Toda a cobertura das prisões políticas ocorridas no Rio de janeiro, mas também em São Paulo, traz evidências disso. Na edição de quarta-feira (23/7) do Jornal Nacional, William Bonner não conseguiu disfarçar a cara de derrota e desaprovação quando deu a notícia de que o desembargador Siro Darlan havia concedido habeas corpus para 23 presos políticos. Informação e cara feia, nem um detalhe a mais. Mas o último golpe de verdade, pelo menos enquanto escrevo, foi um editorial publicado no dia anterior (22/7), intitulado “Entre a liberdade de manifestação e a criminalidade”, em que o jornal O Globo diz, no espaço de opinião, tudo aquilo que ele tentou travestir de informação nas matérias que fingiu que eram jornalísticas.
Mentiras e meias verdades
O texto dá destaque ao fato de “repórteres da imprensa profissional” terem se “transformado em alvo” dos vândalos (ilustrados pelos black blocs, mas não só), lembrando, como sempre, da morte do cinegrafista Santiago Andrade.
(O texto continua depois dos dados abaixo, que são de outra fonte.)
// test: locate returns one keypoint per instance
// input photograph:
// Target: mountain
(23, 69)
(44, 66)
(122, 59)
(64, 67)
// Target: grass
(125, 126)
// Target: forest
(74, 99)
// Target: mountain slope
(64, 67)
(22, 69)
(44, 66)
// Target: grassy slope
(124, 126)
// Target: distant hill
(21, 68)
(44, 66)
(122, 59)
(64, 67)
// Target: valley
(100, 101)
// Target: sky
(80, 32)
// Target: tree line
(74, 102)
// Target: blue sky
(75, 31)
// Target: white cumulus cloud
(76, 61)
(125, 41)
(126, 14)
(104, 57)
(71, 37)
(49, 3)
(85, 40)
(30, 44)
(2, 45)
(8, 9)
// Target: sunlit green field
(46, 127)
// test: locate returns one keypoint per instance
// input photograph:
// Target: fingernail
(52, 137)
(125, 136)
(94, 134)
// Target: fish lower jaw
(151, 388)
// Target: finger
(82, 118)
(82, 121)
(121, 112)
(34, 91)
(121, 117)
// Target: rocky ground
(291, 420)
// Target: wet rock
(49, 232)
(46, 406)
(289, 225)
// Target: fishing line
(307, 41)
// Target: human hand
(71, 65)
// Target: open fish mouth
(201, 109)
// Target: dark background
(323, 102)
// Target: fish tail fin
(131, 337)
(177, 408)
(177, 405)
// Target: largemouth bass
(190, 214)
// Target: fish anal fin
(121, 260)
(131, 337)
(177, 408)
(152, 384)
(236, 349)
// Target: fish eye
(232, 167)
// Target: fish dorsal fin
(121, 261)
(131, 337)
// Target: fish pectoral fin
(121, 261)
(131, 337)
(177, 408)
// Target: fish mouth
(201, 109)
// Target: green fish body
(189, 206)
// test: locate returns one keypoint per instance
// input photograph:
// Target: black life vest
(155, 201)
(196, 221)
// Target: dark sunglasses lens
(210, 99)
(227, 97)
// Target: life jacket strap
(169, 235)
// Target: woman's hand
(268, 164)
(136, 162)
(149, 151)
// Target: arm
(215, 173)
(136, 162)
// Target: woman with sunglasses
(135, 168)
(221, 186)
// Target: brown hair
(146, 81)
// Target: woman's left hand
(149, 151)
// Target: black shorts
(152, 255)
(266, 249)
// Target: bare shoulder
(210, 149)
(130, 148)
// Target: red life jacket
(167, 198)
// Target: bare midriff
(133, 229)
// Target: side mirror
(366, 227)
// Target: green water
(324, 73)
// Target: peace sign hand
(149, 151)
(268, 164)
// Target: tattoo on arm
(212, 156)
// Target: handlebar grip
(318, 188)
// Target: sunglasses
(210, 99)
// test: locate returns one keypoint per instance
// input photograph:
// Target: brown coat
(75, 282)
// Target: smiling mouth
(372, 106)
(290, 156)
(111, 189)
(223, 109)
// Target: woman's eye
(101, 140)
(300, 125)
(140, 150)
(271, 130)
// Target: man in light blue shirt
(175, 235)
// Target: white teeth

Com isso, ignora no editorial, como sempre ignorou nas reportagens, a informação da Associação Brasileira de Jornalismo Investigativo que mostra que 70% dos casos de agressão contra profissionais da imprensa em manifestações partiu da Polícia Militar, e não de ativistas.
O editorial informa que, “liberada parte do material colhido pela polícia nas investigações, ficou-se sabendo que poderia ter havido uma carnificina nas manifestações que programaram para o dia seguinte, o da final, na Tijuca”. Em primeiro lugar, é bom esclarecer que o material não foi “liberado”, mas traficado por autoridades do Estado brasileiro diretamente para as Organizações Globo, que tiveram acesso ao inquérito antes do desembargador envolvido no caso e antes mesmo dos advogados de defesa. Portanto, “ficou-se sabendo” pelo/a Globo algo que não podia ser contestado no detalhe simplesmente porque o sujeito oculto do/da Globo não funcionou para o direito de defesa que a democracia garante.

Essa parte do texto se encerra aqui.